We have setup the FreeRTOS Hard Fault Handler, including writing the registers to our EEPROM that we can read back later after recovering from the frozen state. We have also implemented a similar setup for the Bus Fault and Usage Fault handlers. All three handlers were not touched during any of the freezes we have experienced.

We have four total tasks that we swap between. Our backend task, a frontend gui task, a USB task, and a idle task. We start the backend task as well as the gui task within our main, backend having an above normal priority and the guiTask having a below normal priority. The USBTask is started within the backend Task initialization, but it is being handled by USB_HOST and USB_DEVICE middleware generated by CubeMX. The USB task is a higher priority than our gui task, but lower than the backend task, so we can try to guarantee that when a log is saved, it's saved before the GUI transitions to a new screen. At one point we disabled the USB task, this has been the “best” solution we’ve found. The freeze continues to happen, but we only experienced it twice on two out of ten units over a period of 100+ hours. While this is promising, we are not confident enough in the “solution” to move forward with it. Nor do we know why exactly this change has increased the time before a freeze, with limited performance slowdown.

We have several timer interrupts that handle peripherals from updating the time on the device, monitor a sleep timer for when the device isnt in use, as well as monitoring some voltage monitoring for our batteries as well as checking if we’re using AC power instead.

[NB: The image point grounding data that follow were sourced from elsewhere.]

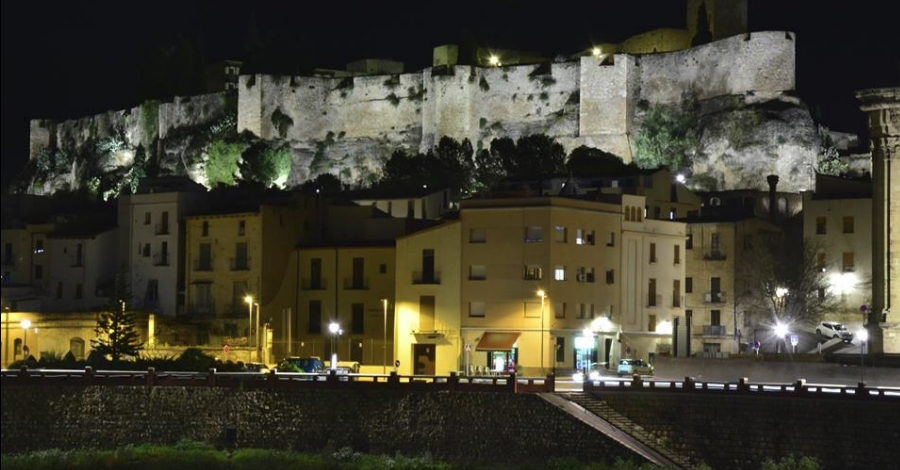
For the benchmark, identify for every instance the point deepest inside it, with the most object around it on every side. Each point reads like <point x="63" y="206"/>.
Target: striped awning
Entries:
<point x="497" y="341"/>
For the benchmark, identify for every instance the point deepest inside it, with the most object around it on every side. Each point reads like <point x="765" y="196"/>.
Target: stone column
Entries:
<point x="882" y="105"/>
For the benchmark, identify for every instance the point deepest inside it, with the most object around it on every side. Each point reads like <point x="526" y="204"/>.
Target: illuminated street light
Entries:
<point x="25" y="324"/>
<point x="335" y="330"/>
<point x="543" y="296"/>
<point x="863" y="336"/>
<point x="780" y="332"/>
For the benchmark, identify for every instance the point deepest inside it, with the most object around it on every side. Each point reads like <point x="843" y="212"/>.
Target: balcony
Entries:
<point x="313" y="283"/>
<point x="239" y="264"/>
<point x="713" y="330"/>
<point x="356" y="283"/>
<point x="200" y="311"/>
<point x="203" y="264"/>
<point x="426" y="277"/>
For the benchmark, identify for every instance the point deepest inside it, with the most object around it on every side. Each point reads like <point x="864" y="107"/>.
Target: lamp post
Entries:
<point x="25" y="324"/>
<point x="384" y="340"/>
<point x="863" y="336"/>
<point x="543" y="295"/>
<point x="335" y="329"/>
<point x="780" y="332"/>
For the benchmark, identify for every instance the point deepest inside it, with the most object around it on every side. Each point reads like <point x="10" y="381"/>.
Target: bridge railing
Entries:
<point x="742" y="386"/>
<point x="509" y="383"/>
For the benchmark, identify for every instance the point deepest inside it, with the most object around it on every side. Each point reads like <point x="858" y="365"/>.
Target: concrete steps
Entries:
<point x="603" y="411"/>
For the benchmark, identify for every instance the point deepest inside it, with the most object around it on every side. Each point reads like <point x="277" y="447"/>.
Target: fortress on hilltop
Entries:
<point x="348" y="124"/>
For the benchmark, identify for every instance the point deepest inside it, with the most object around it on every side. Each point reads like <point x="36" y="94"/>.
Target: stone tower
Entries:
<point x="725" y="17"/>
<point x="882" y="105"/>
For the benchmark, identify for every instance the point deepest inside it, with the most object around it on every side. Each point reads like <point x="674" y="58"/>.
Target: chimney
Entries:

These have all been non-essential for the process that is ongoing when a freeze happens, and the freezes continue with them removed.

We also explored disabling DMA2D from our device, but this did not seem to be useful; the freeze continued. If anything, once we disabled DMA2D, the freeze started to happen less than what we have experienced to that point. During this time, we also disabled the ART ACCELERATOR within CubeMX, but it also seemed to have helped anything since we eventually got a freeze on the device.

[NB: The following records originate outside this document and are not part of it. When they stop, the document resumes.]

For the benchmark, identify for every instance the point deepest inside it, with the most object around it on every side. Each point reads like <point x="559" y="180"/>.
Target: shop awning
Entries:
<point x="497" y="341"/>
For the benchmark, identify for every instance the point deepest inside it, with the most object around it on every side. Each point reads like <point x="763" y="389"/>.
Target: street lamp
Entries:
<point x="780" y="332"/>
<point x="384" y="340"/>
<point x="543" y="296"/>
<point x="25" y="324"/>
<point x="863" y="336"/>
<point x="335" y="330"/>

Tl;dr A device of ours is experiencing an anomaly that is causing the GUI to freeze, preventing the user from continuing, prompting a full power restart. After exploring several possible solutions, disabling nonessential interruptions, graphical enhancements, verbose fault handling, as well task manipulation, none of which have seemed to help. We are still stumped on what is causing our freeze and are looking for guidance.

To expand on our setup:

TGFX 4.22
STM32CubeMX 6.7 (Built in 6.5, not merged to higher version)
STMCubeIDE 1.6.1
CMSIS V1.02
FreeRTOS 10.2.1
FATFS Version R0.12c
STM32F746
DMA2D LTDC FMC
SDIO DMA
SDMMC1
Multiple I2C devices

Mohammad MORADI ESFAHANIASL · ‎2023-11-03

Hello @MitchellB ,

As far as I understood, you haven't experienced the freeze with the application with similar GUI but less calculation underneath. Could you explain a bit what those heavy calculations are? Are you getting data from USB or other peripherals or is it just data from inside the application (I mean from GUI)?
Plus, can you send a picture of the stack-call when the freeze happens?
Thank you

Mohammad MORADI
ST Software Developer | TouchGFX

MitchellB · ‎2023-11-09

Hello @Mohammad MORADI ESFAHANIASL Thank you for inquiring!
We have had a lot of issues with our device crashing gracefully to capture the stack call, but did manage to get something here...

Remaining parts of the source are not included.